Es sind jüngere und ältere Frauen, die auf der Suche sind: Nach Liebe, Anerkennung, Beziehungen, vor allem aber nach ihrem eigenen Platz in der Welt. Sie kämpfen um ihre Autonomie.

Universelle Themen vor einem speziellen Hintergrund: Die Glitzermetropole Singapur, die Stadt mit den höchsten Lebenshaltungskosten weltweit, multiethnisch, hektisch, ein Schmelztiegel von Ost und West. Schmelztiegel und Trennlinie – denn in einer der größten Finanzmetropolen scheiden sich nicht nur Arm und Reich, sondern treffen zudem moderne, westliche Lebensweise mit traditionellen, konfuzianisch geprägten Rollenmustern zusammen. Konfuzius, so wird in einer der Geschichten zitiert, habe die Stellung der Frau dem Mann nachgeordnet – und so bewegen sich die Heldinnen dieser Geschichten in einem Spannungsfeld zwischen konservativen gesellschaftlichen Normen, persönlicher Entwicklung und dem Wunsch nach individueller Freiheit.
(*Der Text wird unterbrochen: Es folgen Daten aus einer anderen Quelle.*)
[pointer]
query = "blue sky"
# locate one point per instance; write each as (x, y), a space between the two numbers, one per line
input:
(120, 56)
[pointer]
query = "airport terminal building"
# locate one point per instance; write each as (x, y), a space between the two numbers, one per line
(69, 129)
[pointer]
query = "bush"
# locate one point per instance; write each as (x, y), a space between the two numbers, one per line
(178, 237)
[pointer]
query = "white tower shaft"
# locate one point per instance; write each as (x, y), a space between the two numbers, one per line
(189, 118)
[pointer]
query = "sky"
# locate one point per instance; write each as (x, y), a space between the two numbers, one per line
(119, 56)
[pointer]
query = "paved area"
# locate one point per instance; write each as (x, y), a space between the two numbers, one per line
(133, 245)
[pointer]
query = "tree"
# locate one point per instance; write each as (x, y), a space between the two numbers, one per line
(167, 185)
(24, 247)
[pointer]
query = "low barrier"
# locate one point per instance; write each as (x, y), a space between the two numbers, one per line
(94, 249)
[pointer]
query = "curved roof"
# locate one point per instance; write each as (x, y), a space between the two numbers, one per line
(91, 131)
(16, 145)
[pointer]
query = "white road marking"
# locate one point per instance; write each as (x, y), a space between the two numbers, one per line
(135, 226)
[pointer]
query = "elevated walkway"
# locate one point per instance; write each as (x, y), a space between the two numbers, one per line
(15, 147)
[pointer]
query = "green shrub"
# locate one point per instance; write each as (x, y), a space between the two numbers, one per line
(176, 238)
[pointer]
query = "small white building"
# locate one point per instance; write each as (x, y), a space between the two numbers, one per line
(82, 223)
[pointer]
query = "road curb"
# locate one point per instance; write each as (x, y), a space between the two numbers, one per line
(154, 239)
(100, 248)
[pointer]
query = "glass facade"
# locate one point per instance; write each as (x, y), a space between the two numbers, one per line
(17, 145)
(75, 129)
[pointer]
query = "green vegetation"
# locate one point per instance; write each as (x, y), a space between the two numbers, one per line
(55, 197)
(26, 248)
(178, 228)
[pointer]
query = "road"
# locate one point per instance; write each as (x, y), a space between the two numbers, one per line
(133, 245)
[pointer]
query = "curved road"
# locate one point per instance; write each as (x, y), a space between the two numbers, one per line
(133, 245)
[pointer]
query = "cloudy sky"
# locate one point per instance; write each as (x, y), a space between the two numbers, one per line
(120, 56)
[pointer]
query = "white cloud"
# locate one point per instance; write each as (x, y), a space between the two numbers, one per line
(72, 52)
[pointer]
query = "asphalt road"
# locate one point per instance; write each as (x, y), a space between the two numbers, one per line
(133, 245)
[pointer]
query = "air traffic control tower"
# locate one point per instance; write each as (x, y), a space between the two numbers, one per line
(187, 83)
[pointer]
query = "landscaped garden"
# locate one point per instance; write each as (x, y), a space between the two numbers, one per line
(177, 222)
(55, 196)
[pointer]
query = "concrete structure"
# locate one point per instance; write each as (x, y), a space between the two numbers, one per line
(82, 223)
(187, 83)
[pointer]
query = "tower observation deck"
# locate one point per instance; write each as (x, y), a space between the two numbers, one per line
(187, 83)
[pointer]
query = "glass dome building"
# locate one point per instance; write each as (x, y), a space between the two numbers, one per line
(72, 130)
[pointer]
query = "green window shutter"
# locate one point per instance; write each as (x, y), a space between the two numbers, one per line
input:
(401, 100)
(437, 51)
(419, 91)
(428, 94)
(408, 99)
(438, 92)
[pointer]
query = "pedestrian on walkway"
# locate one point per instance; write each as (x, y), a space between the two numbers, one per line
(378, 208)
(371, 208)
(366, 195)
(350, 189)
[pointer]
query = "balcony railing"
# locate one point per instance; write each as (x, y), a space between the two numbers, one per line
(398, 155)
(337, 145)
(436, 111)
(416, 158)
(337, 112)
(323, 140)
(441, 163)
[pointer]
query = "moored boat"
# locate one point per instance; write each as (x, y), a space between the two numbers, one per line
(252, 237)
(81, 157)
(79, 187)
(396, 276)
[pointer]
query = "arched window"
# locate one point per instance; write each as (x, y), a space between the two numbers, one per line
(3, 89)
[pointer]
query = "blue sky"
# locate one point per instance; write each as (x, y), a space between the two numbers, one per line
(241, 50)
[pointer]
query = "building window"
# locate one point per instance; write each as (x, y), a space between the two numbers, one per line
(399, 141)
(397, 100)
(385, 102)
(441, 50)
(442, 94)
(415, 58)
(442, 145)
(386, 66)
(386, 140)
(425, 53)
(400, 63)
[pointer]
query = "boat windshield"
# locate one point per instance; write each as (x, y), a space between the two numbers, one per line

„Ministerium für öffentliche Erregung“: Ein literarisches Debüt, das öffentliches Aufsehen erregte –  und dies zu Recht. Amanda Lee Koe erhielt 2014 für das Buch den Singapore Literature Prize for English Fiction, ihr Storyband führt außerdem derzeit die Litprom Bestenliste „Weltempfänger“ an. Ins Deutsche übersetzt wurden die Erzählungen von Zoë Beck.